Serverless Functions & Cloud Security

Code that runs only when something happens - an HTTP request, a queue message, a file landing in storage - and disappears when it's done. Vendor-neutral guide to AWS Lambda, Azure Functions, and Google Cloud Functions: what they are, where they shine, where they fail, and the security implications of event-driven, short-lived compute.

From above contemporary server cable trays in a modern data center
Photo by Brett Sayles on Pexels

· · Vendor-neutral · View source on GitHub

The 30-second version: A serverless function (a.k.a.
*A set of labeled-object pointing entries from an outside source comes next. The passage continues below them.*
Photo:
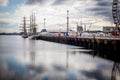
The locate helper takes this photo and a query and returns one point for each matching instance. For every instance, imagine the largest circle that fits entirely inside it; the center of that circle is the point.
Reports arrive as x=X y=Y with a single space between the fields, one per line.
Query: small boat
x=25 y=36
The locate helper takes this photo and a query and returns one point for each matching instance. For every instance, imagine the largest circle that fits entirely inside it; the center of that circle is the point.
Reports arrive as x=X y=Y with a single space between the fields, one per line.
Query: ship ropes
x=29 y=29
x=116 y=17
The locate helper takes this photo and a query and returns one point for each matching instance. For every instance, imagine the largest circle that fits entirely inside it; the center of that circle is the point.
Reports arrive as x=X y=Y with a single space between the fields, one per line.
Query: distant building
x=108 y=29
x=79 y=28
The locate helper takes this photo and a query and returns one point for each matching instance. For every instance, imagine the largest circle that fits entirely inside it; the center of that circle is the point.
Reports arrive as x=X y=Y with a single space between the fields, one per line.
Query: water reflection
x=41 y=60
x=32 y=52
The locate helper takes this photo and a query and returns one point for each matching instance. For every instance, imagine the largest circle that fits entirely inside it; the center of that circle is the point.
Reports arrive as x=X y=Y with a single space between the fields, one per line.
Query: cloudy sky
x=97 y=12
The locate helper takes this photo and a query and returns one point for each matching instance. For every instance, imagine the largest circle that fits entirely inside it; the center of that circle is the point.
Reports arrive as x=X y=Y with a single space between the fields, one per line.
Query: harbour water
x=25 y=59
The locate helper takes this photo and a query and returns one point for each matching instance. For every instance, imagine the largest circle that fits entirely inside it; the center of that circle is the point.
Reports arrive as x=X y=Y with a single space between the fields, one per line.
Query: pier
x=105 y=47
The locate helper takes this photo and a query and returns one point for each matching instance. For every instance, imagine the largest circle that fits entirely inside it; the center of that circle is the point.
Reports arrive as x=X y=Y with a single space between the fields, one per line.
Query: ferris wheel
x=116 y=13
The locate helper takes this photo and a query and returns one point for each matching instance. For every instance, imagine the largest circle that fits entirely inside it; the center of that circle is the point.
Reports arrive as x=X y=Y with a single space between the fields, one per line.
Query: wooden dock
x=105 y=47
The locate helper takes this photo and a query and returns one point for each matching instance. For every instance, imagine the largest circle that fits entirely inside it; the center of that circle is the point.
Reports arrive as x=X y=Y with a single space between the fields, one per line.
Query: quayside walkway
x=105 y=47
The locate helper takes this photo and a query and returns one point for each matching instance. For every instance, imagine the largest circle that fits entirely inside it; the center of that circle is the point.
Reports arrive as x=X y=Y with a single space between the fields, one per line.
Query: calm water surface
x=24 y=59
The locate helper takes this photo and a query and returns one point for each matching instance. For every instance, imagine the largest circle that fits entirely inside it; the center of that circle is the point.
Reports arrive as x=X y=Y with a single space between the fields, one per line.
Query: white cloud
x=3 y=3
x=4 y=14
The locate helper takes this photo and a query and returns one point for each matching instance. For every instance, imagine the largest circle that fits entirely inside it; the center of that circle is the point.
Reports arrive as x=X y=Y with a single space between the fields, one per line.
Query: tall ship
x=23 y=28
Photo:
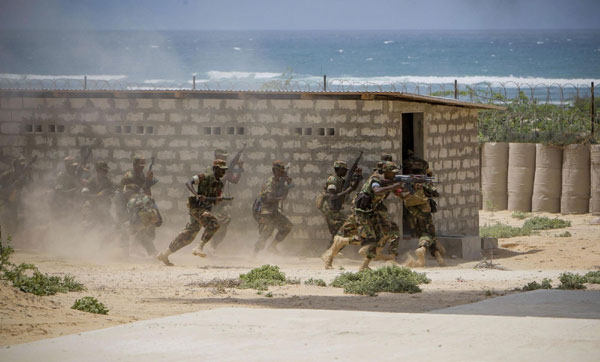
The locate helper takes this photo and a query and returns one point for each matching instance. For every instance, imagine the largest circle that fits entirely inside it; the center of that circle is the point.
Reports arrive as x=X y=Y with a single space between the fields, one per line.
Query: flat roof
x=195 y=94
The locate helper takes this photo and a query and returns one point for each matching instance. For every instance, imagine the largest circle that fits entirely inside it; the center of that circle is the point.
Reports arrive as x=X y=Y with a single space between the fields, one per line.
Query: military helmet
x=340 y=164
x=390 y=166
x=220 y=164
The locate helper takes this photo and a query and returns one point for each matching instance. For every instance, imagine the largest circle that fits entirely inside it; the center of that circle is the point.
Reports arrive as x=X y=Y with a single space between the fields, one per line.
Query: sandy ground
x=141 y=288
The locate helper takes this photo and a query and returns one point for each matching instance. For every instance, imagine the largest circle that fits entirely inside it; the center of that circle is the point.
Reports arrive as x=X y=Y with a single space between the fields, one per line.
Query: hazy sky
x=299 y=14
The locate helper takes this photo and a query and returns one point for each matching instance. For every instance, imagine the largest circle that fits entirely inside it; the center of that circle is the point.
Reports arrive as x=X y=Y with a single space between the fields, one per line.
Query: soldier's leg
x=266 y=226
x=219 y=236
x=283 y=226
x=211 y=225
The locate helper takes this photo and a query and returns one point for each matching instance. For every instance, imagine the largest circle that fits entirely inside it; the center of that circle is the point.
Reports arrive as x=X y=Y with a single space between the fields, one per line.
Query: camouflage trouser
x=361 y=228
x=422 y=224
x=220 y=211
x=198 y=219
x=387 y=231
x=267 y=223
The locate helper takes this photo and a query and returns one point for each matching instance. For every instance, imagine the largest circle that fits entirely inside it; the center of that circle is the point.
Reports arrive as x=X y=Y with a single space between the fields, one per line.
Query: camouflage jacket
x=271 y=188
x=206 y=185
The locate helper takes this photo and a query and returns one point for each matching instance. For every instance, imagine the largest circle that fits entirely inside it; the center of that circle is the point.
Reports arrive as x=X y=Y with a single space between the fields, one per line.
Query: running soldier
x=136 y=210
x=331 y=202
x=418 y=209
x=359 y=228
x=221 y=210
x=267 y=212
x=208 y=192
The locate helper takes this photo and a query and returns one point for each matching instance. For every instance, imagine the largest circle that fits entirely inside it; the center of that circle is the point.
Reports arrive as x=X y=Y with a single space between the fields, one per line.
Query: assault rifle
x=410 y=180
x=236 y=160
x=350 y=176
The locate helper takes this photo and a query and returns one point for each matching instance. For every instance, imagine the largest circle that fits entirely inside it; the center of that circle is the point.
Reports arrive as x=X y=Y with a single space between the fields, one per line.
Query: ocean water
x=245 y=60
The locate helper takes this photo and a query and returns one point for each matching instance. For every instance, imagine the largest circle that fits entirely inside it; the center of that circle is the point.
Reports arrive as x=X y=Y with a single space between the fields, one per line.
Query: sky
x=298 y=14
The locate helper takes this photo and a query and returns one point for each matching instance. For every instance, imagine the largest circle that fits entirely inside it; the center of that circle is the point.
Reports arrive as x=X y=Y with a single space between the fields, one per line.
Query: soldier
x=221 y=210
x=136 y=184
x=359 y=228
x=267 y=213
x=418 y=209
x=207 y=193
x=66 y=199
x=99 y=191
x=330 y=203
x=12 y=183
FaaS) is code the cloud runs in response to an event - HTTP request, queue message, file upload, schedule - without you provisioning, patching, or managing a server. AWS Lambda, Azure Functions, and Google Cloud Functions are the dominant products. The platform owns the OS, the runtime, the scaling, and the host-level isolation; you own the code, the IAM role, the event configuration, and the dependencies.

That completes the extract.